Whole Person Care and Its Impact on Communities Across America

Individuals and families in low-income communities may have health problems that are impacted by factors related to poverty. Poor nutrition, lack of safe and stable housing, incarceration, unemployment, and chronic anxiety about income insecurity are among these factors.

In 2016, the California Department of Health Care Services (DHCS) created the pilot program Whole Person Care (WPC) to combat this issue. The objective was to bridge the gaps in care for patients with complex health and social needs. Since then, the program has expanded across the United States.

Learn more about how the goals, services, and progress of Whole Person Care in the United States.

Whole Person Care Goals

One of WPC’s main goals is to provide high-risk patients with customized, integrated care. The other main goal is to create local partnerships and infrastructure to strengthen care coordination among providers. The following provide wrap-around services as part of this process:

  • Public health systems
  • Social services
  • Behavioral health
  • Law enforcement
  • Managed care plans
  • Community-based organizations

Core Interventions and Services

  • Supportive Housing Services: Patients are connected with housing navigators, financial assistance for security deposits and move-in fees, and support to maintain relationships with landlords.
  • Community Reentry After Jail: Care teams work with parolees at the time of release to safely transition to the community. The process involves connecting the parolees with case management, medical care, and housing options.
  • Behavioral Health & Substance Use Disorder Treatment: Each patient is screened for behavior health needs and connected to the appropriate level of care. This may include detox and rehabilitation centers, medication-assisted treatment, psychiatric respite, or intensive outpatient services.
  • Shared Care Planning: Each patient receives a comprehensive care plan that is accessible by every member of the care team across partner organizations.
  • Sharing Data: WPS funds innovative health information technology that lets different providers communicate and share data in real time.
  • Engaging the most vulnerable: Employing skilled health workers and peer navigators uses the lived experience of staff to encourage trust among the patients and engage them in self-care.

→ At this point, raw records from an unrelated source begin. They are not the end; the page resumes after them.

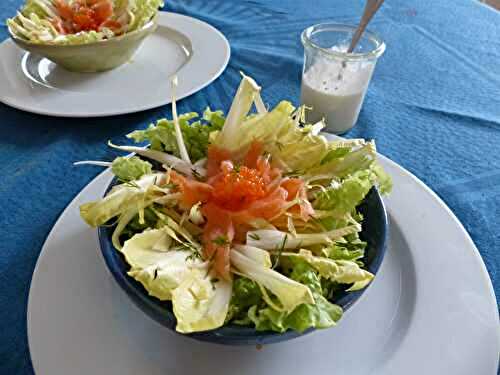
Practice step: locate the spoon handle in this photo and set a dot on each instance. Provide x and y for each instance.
(371, 7)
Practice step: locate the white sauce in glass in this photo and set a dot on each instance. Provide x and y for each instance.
(337, 101)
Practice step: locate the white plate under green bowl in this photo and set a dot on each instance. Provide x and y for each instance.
(431, 309)
(192, 49)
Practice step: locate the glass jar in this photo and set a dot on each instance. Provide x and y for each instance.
(334, 82)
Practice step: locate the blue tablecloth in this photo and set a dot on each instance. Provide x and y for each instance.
(433, 107)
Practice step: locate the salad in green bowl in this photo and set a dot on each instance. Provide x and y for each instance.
(246, 219)
(75, 22)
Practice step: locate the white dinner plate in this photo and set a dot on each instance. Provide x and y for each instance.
(430, 310)
(192, 49)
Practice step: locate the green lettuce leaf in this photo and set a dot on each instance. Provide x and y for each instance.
(341, 199)
(128, 169)
(143, 11)
(201, 303)
(246, 293)
(321, 314)
(161, 136)
(137, 194)
(289, 293)
(159, 269)
(340, 271)
(34, 22)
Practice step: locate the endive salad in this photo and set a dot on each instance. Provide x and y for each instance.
(246, 219)
(80, 21)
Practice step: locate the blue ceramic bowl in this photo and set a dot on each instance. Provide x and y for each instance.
(374, 232)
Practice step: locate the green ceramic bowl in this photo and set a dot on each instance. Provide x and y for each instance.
(91, 57)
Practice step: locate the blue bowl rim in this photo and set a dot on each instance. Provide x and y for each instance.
(230, 334)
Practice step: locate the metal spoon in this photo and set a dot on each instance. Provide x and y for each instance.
(371, 7)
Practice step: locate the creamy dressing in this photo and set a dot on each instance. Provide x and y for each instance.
(337, 101)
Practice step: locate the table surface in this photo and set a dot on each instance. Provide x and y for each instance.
(433, 106)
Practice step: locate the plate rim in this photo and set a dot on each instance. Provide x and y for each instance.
(162, 21)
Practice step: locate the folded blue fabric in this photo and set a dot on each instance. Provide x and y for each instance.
(433, 107)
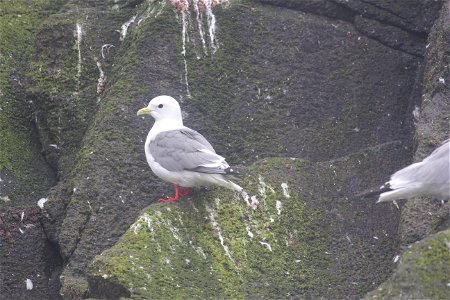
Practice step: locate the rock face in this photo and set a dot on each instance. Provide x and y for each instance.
(334, 85)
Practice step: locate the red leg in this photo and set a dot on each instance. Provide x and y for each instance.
(185, 191)
(174, 198)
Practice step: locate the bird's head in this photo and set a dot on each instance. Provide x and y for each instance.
(162, 108)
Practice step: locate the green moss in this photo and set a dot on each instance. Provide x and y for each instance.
(433, 266)
(218, 247)
(20, 152)
(422, 273)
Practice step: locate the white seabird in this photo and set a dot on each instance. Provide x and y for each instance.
(430, 177)
(181, 155)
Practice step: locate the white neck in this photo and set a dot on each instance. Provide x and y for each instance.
(165, 125)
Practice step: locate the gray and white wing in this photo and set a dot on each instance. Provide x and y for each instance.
(433, 170)
(186, 149)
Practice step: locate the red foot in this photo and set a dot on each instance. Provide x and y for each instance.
(178, 192)
(185, 191)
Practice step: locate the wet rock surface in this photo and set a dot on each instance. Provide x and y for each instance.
(333, 84)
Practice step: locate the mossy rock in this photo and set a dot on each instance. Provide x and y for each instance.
(220, 244)
(422, 272)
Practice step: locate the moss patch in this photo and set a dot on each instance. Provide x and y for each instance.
(423, 271)
(216, 246)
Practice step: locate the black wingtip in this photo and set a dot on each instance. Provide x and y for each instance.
(233, 171)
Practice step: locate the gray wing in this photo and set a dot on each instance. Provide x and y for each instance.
(186, 149)
(434, 169)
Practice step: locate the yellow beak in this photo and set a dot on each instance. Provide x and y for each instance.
(144, 111)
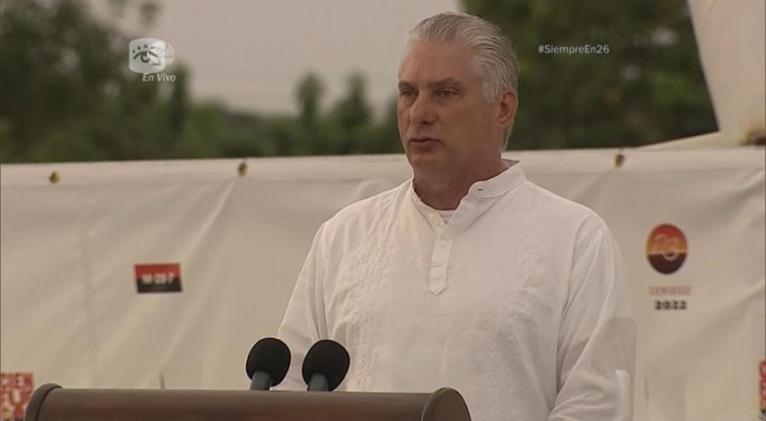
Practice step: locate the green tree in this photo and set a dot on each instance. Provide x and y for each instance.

Whole Person Care Progress

In the first year of the WPC program, 75% of WPC pilots opened or expanded post-acute facilities and/or temporary housing. This included medical and psychiatric respite centers, low-threshold homeless shelters with on-site intensive care management, and transitional housing units.

Across 12 pilots, more than 190 housing providers, homeless advocates, social service agencies, behavioral health departments, food banks, corrections departments, and other organizations are coordinating to coordinate care for enrollees.

The pilots increased the number of patients engaged in alcohol and drug treatment. The programs also increased the number of screenings for suicide risk among patients diagnosed with major depression.

The pilots are creating innovative ways to reach individuals in need:

  • Ventura County developed one-stop mobile care pods at homeless encampments.
  • Kern County worked with local law enforcement to connect parolees with a patient-centered medical home upon release.
  • Los Angeles County employed hundreds of community health workers, many with experiences similar to WPC patients, to serve as members of the care team.